No matter where on Earth you're reading this blog post, you should be able to look up into the night sky this week and see some beautiful meteor action:
According to the best estimates, in 2010 the Earth is predicted to cut through the densest part of the Perseid stream sometime around 8:00 p.m. Eastern Daylight Time on Thursday. The best window of opportunity to see the shower will be the late-night hours of Wednesday on through the first light of dawn on the morning of Thursday, and then again during the late-night hours of Aug. 12 into the predawn hours of Aug. 13.

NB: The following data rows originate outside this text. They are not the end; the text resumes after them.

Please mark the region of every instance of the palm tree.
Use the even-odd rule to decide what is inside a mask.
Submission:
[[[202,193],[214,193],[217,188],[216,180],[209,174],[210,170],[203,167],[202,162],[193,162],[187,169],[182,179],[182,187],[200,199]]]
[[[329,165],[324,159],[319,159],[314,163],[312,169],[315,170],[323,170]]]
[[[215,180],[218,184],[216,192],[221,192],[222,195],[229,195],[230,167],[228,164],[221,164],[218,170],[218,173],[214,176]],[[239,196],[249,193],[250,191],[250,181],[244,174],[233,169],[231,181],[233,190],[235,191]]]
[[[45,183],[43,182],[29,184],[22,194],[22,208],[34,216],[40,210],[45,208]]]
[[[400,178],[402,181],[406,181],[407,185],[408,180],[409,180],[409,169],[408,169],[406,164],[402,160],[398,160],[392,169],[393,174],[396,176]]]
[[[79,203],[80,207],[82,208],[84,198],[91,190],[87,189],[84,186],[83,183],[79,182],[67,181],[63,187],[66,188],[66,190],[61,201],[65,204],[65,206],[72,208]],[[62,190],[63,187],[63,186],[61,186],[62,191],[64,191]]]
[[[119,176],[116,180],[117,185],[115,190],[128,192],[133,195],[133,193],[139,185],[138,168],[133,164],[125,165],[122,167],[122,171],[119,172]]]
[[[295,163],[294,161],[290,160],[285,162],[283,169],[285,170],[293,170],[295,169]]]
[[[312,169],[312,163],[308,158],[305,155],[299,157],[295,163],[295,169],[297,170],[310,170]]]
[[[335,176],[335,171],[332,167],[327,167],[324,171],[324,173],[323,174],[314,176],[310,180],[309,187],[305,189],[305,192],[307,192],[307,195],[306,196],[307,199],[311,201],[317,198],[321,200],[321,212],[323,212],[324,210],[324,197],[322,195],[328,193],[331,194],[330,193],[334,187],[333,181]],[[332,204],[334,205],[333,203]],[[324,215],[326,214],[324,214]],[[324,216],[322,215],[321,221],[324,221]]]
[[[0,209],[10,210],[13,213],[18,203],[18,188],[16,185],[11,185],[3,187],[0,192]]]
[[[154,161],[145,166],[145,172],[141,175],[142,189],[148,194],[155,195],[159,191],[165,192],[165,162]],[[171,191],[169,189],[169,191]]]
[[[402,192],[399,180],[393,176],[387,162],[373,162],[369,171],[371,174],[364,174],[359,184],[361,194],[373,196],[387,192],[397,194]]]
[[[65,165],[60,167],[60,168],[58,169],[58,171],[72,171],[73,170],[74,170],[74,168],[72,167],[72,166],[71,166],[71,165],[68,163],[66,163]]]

The Moon, whose bright light almost totally wrecked last year's shower, will have zero impact this year; unlike last year when it was just a few days past full, this year it will be new on Monday, Aug. 9, meaning that there will be absolutely no interference from it at all.
Yeah, seriously: thanks for not screwing up the party this year, Moon.
Related: I did not know this, but the annual event is also known as "Tears of St. Lawrence," commemorating the "fiery tears" of a Christian martyr who was tortured by Romans and literally cooked to death on an iron stove in 258 A.D.:
The Judge had Lawrence burned alive on a gridiron. Why the Aug. 10 meteors should be named St. Lawrence's "tears," it is hard to say. For he was most brave in the midst of his torment. He is said to have exclaimed: "I am roasted enough on this side; turn me over and eat."
That grotesque history snippet from this article from TIME…. published in 1926.
Addendum: Boing Boing reader "Eck" says,
There's a longstanding theory that although Lawrence was martyred, the lore of his being cooked alive stems from a simple scribal error. The Latin for "he suffered" is "passus est"; drop one letter by mistake and you have "assus est" (he was roasted). (Link)
I hadn't know this before, but the theory was evidently first propounded by Pio Franchi de Cavalieri in "S[an] Lorenzo e il supplicio della graticola," Roemische Quartalschrift t[ome] XIV (1900). That, at least, is what Analecta Bollandia tomus XVIII has to say:
M[onsieur] P[io] F[ranchi] s'arrete a peine, et il a raison, a l'hypothese qui reduirait l'explication a une question de paleographie: on aurait lu assus est pour passus est.